Bu Akatalpa’da ilk değil. Geçmişte de Akatalpa’da müstear adla yazan bazıları, içeriğini karalamanın, gözden düşürme gayretlerinin, boşa atıp tutmanın belirlediği, gıybet türü, referanstan yoksun, “ben dedim, oldu” anlayışıyla yazı yazdı, dedikodu üretti. Müstear adla yazılan bu tür yazılar, yazanların psikolojik zaaflarını değilse de ahlaki yoksunluklarını göstermez mi? Ayrıca dergi yöneticilerinin hiç mi sorumluluğu yok bu yazılardan?
Öte yandan bildiğimiz müstear ad kullanmanın da bazı gerekçeleri yok mu? Bir yazarın kendi alışılmış üslubu dışında yapacağı yaratıcı yazın dışında, genellikle de faşizmin soluk aldırmadığı dönemlerde kullanılır. Akatalpa’da müstear adla yazanların yazılarında hangi yaratıcı yazın eserlerini yarattıklarını, bugün o yazıların bir değer taşıyıp taşımadıklarını, hangi faşist baskıya karşı müstear ad kullandıklarını doğrusu merak ediyoruz. Gördüğümüz şu idi o bazıları’nın yazısında, hoşlanmadıkları şahısları serbest atış için hedef tahtası gibi kullanacakları bir poligon yaratmak.
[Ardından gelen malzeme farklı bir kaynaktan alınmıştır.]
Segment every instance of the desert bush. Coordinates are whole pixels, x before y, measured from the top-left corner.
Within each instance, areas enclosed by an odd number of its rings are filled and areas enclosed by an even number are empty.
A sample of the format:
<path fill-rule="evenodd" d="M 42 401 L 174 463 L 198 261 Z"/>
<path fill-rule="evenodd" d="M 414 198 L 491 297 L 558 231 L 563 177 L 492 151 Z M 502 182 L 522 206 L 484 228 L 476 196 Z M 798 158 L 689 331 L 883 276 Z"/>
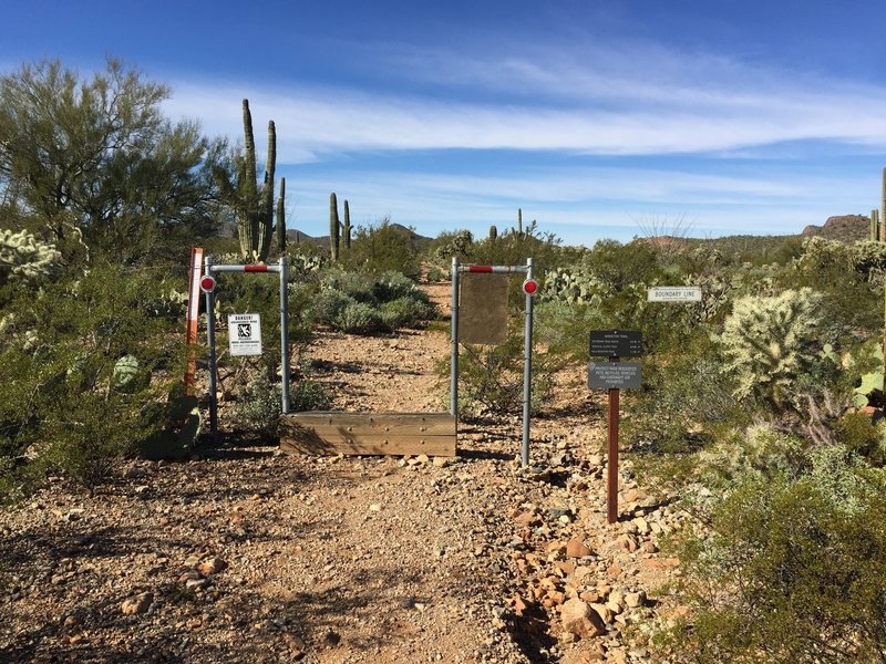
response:
<path fill-rule="evenodd" d="M 834 427 L 837 442 L 876 467 L 886 465 L 886 423 L 866 413 L 846 413 Z"/>
<path fill-rule="evenodd" d="M 748 479 L 713 509 L 707 537 L 682 542 L 692 614 L 670 644 L 683 656 L 886 662 L 885 487 L 843 467 L 836 490 L 821 476 Z"/>
<path fill-rule="evenodd" d="M 375 304 L 375 279 L 365 272 L 331 270 L 323 274 L 320 288 L 324 291 L 338 291 L 368 304 Z"/>
<path fill-rule="evenodd" d="M 237 395 L 234 422 L 261 436 L 274 437 L 280 422 L 280 386 L 271 385 L 267 374 L 258 372 Z"/>
<path fill-rule="evenodd" d="M 381 322 L 388 330 L 414 326 L 421 321 L 426 321 L 434 315 L 434 309 L 429 303 L 411 297 L 398 298 L 383 302 L 379 307 Z"/>
<path fill-rule="evenodd" d="M 117 458 L 166 430 L 183 355 L 181 321 L 152 304 L 159 283 L 96 267 L 8 304 L 0 456 L 60 468 L 92 490 Z"/>
<path fill-rule="evenodd" d="M 382 272 L 374 279 L 372 294 L 379 302 L 390 302 L 400 298 L 413 298 L 427 302 L 427 295 L 420 290 L 414 280 L 402 272 Z"/>
<path fill-rule="evenodd" d="M 364 273 L 395 271 L 418 280 L 421 276 L 419 245 L 411 229 L 382 219 L 378 226 L 357 228 L 351 248 L 341 255 L 341 262 L 348 269 Z"/>
<path fill-rule="evenodd" d="M 347 303 L 332 319 L 332 328 L 348 334 L 372 334 L 382 329 L 379 310 L 365 302 Z"/>
<path fill-rule="evenodd" d="M 300 381 L 289 393 L 289 406 L 293 413 L 305 411 L 328 411 L 332 401 L 322 383 L 316 381 Z"/>
<path fill-rule="evenodd" d="M 508 326 L 507 340 L 497 346 L 466 344 L 459 356 L 459 413 L 475 417 L 488 413 L 519 413 L 523 408 L 523 328 Z M 554 373 L 563 360 L 540 349 L 533 354 L 530 407 L 544 409 Z M 440 381 L 449 381 L 451 357 L 437 363 Z"/>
Ramis Dara yaptığı çağrının gereğini yerine getirmek istiyorsa Akatalpa’da müstear adla ortaya zehir kusan bu bazıları’nı açıklamalıdır. Aksi takdirde bu çağrının vebalini hep taşıyacaktır sırtında. Elbette ki sadece Ramis Dara değil, o tarihlerdeki Akatalpa Yazı Kurulunda görevli olan Nuri Demirci, Hilmi Haşal ve diğer kişiler de aynı derecede sorumludur. Ramis Dara doğrudan sorumlu olmayabilir, yani o dönemde dergide etkin görevde olmayabilir, yani yalnızca ismen yer almış olabilir dergide (olmaz ama belki oldu diyelim), böyleyse eğer, o zaman bu isimleri açıklamalı deriz. Şimdi açıklama zamanı. Bu çağrı o zaman yerini bulur. Anlamlı olur. Bizler o isteriyle yazılmış yazıların sahiplerinin kimler olduklarını biliyoruz. Biri açıklamıştı kim olduğunu. İnternette yersiz bir direniş gösterdikten sonra, belden aşağı vurmaya uğraştığı insanı/insanları suçlu göstermeye çalışarak, onurlu bir iş yapmış gibi “evet ben yaptım” demişti.
Şimdi buradan tekrarlıyorum. Şiirden dergisine, Metin Cengiz’e ve Şiirden’in değerli genç yazarlarına her türlü kanıttan yoksun, anlam ve dil hataları dolu, hakaret dolu yazıları yayımlamak mı düzeysizliğe karşı çıkmak oluyor? Şunu açıklıkla söylemek gerekir ki o tür yazılar bize de çok geliyor ancak yayımlamıyoruz. Yayımlamayacağız da.
Çünkü dergimizin de temel çıkış sebeplerinden biri edebiyat ortamına musallat olan düzeysizliğe karşı çıkmak, ortamı bulandıran yıllık, mıllıktan ötede tartışmaların düzeyini yükseltmek, teorik ve eleştirel tartışmaları, incelemeleri yaygınlaştırmak. Edebiyata layık bir ortam yaratmak.
Demek “düzeysizliğe karşı” çağrı yapan kişi ya da dergiler, bu tür düzeysizliklere karşı duyarlı olmalı, her gelen yazıyı salt “dergiye hareket getireceği kaygısıyla da olsa” yayımlamamalı.